Synchronous and Asynchronous FIFOs in Hardware

A FIFO (First-In First-Out) buffer is one of the most common building blocks in digital hardware. It decouples a data producer from a data consumer, absorbs rate differences, and provides a clean backpressure boundary between subsystems. FIFOs show up everywhere: in image and video pipelines, in data-compression engines, in Ethernet and storage datapaths, and in clock-domain crossing paths where two parts of the design must exchange data safely despite running at different frequencies.
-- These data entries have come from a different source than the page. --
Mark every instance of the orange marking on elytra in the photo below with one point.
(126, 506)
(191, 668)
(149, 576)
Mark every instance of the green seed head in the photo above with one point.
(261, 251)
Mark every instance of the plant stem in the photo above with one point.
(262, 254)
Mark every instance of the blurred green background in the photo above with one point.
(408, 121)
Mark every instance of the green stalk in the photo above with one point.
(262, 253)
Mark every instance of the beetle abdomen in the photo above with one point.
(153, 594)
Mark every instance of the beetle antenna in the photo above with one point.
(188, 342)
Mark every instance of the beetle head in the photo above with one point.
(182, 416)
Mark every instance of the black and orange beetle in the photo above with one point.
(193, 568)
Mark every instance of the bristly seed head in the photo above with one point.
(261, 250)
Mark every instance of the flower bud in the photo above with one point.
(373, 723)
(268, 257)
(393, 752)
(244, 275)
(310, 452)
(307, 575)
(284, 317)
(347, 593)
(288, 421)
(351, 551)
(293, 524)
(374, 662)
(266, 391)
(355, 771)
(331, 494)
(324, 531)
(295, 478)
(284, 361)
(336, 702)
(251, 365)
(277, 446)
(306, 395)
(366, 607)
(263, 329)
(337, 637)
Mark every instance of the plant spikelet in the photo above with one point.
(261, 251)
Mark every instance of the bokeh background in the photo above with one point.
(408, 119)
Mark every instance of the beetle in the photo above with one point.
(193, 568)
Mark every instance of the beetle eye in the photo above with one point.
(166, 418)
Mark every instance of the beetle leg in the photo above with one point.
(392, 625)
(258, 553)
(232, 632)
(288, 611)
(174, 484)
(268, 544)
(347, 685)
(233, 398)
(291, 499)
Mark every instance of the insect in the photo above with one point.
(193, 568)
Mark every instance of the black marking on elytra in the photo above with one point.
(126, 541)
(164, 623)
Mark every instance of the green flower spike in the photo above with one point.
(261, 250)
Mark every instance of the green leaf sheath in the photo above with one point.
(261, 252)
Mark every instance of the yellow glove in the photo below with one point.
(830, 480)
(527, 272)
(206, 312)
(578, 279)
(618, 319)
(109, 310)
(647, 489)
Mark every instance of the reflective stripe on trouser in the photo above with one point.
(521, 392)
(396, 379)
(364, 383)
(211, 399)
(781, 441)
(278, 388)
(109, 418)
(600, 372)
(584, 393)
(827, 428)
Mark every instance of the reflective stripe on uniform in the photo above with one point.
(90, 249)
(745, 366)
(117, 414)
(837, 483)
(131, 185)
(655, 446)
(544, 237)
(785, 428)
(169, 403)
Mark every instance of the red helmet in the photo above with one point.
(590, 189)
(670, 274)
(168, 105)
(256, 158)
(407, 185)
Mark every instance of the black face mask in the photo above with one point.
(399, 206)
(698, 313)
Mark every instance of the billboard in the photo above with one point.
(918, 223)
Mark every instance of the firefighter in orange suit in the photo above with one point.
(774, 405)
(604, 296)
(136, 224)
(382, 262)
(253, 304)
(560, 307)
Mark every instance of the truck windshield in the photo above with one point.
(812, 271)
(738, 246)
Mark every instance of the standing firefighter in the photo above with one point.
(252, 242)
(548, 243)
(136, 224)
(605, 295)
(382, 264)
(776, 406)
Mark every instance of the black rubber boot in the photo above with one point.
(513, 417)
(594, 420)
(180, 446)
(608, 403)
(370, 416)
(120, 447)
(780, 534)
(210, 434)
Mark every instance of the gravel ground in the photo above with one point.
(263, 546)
In video systems, for example, FIFOs are often used to buffer raster streams so downstream blocks can process pixels a line or a frame segment at a time without stalling the source. In SoC fabrics they are equally important as elastic buffers between bus adapters, DMA engines, and peripherals. When the producer and consumer share the same clock, a synchronous FIFO is usually enough. When they operate on independent clocks, an asynchronous FIFO is required, and the design becomes much more subtle. This post explains both, using the implementations in verilaxi as concrete examples.

The synchronous FIFO

A synchronous FIFO stores data in a RAM array and uses a write pointer and a read pointer to track the head and tail. This is the form most designers reach for when both ends of the path live in the same clock domain, for example in local buffering inside an image-processing stage, a decompression datapath, or a streaming bus adapter.
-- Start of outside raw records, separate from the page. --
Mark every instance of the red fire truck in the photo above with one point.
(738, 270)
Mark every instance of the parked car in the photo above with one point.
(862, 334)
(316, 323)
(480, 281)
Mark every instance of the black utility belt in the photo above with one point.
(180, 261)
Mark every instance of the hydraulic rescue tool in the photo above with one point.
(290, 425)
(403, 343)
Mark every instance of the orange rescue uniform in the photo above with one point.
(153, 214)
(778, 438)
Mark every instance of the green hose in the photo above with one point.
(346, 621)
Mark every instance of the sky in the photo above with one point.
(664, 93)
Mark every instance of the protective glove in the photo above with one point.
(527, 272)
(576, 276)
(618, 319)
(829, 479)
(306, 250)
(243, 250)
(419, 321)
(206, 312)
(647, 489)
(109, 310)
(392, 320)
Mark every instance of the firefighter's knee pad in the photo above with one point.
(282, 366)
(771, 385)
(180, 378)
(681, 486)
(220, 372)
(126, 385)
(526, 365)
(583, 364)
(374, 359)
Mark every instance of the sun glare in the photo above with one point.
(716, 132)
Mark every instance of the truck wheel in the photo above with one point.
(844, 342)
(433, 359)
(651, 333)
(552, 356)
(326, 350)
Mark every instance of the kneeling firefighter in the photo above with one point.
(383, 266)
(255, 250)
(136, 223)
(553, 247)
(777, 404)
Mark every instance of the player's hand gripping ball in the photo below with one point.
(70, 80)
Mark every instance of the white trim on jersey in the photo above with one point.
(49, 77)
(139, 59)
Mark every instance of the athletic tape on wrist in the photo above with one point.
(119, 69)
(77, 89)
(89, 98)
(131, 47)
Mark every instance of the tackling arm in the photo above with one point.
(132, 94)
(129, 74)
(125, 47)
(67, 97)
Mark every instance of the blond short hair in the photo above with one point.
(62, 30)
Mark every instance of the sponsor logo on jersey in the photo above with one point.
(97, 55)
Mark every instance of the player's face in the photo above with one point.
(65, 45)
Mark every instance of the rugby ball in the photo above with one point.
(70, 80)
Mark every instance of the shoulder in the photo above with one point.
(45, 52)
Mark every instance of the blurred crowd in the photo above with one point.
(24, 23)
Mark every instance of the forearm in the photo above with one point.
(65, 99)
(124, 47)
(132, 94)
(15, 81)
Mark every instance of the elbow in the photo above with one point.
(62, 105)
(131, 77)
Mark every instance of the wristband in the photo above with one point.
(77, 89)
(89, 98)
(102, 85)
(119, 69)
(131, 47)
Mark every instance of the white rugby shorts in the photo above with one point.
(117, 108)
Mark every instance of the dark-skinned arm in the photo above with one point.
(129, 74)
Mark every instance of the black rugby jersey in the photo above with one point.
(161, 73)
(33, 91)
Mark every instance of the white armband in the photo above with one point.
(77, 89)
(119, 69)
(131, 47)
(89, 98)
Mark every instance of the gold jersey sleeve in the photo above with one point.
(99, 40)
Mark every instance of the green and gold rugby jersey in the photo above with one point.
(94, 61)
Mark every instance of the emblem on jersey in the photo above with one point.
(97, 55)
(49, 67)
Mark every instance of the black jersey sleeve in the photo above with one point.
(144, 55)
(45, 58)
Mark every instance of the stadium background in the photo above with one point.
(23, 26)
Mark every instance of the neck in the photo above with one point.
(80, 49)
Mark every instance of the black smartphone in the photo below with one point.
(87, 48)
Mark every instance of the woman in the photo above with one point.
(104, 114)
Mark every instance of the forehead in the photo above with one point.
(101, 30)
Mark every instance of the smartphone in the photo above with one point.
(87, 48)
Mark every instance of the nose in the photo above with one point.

The full and empty conditions are derived by comparing the pointers. A common implementation uses one extra bit in each pointer (making them log2(DEPTH)+1 bits wide): the FIFO is empty when both pointers are identical, and full when they differ only in the MSB.

module snix_sync_fifo #(
    parameter DATA_WIDTH = 32,
    parameter FIFO_DEPTH = 16   // must be power of 2
)(
    input  logic                  clk,
    input  logic                  rst_n,
    input  logic                  wr_en,
    input  logic [DATA_WIDTH-1:0] wr_data,
    output logic                  full,
    input  logic                  rd_en,
    output logic [DATA_WIDTH-1:0] rd_data,
    output logic                  empty
);
    localparam PTR_WIDTH = $clog2(FIFO_DEPTH) + 1;

    logic [DATA_WIDTH-1:0] mem [0:FIFO_DEPTH-1];
    logic [PTR_WIDTH-1:0]  wr_ptr, rd_ptr;

    // Write port
    always_ff @(posedge clk or negedge rst_n) begin
        if (!rst_n) wr_ptr <= '0;
        else if (wr_en && !full) begin
            mem[wr_ptr[PTR_WIDTH-2:0]] <= wr_data;
            wr_ptr <= wr_ptr + 1;
        end
    end

    // Read port
    always_ff @(posedge clk or negedge rst_n) begin
        if (!rst_n) rd_ptr <= '0;
        else if (rd_en && !empty)
            rd_ptr <= rd_ptr + 1;
    end

    assign rd_data = mem[rd_ptr[PTR_WIDTH-2:0]];
    assign empty   = (wr_ptr == rd_ptr);
    assign full    = (wr_ptr[PTR_WIDTH-1] != rd_ptr[PTR_WIDTH-1]) &&
                     (wr_ptr[PTR_WIDTH-2:0] == rd_ptr[PTR_WIDTH-2:0]);

endmodule

Synchronous FIFO primitive (rtl/common/snix_sync_fifo.sv)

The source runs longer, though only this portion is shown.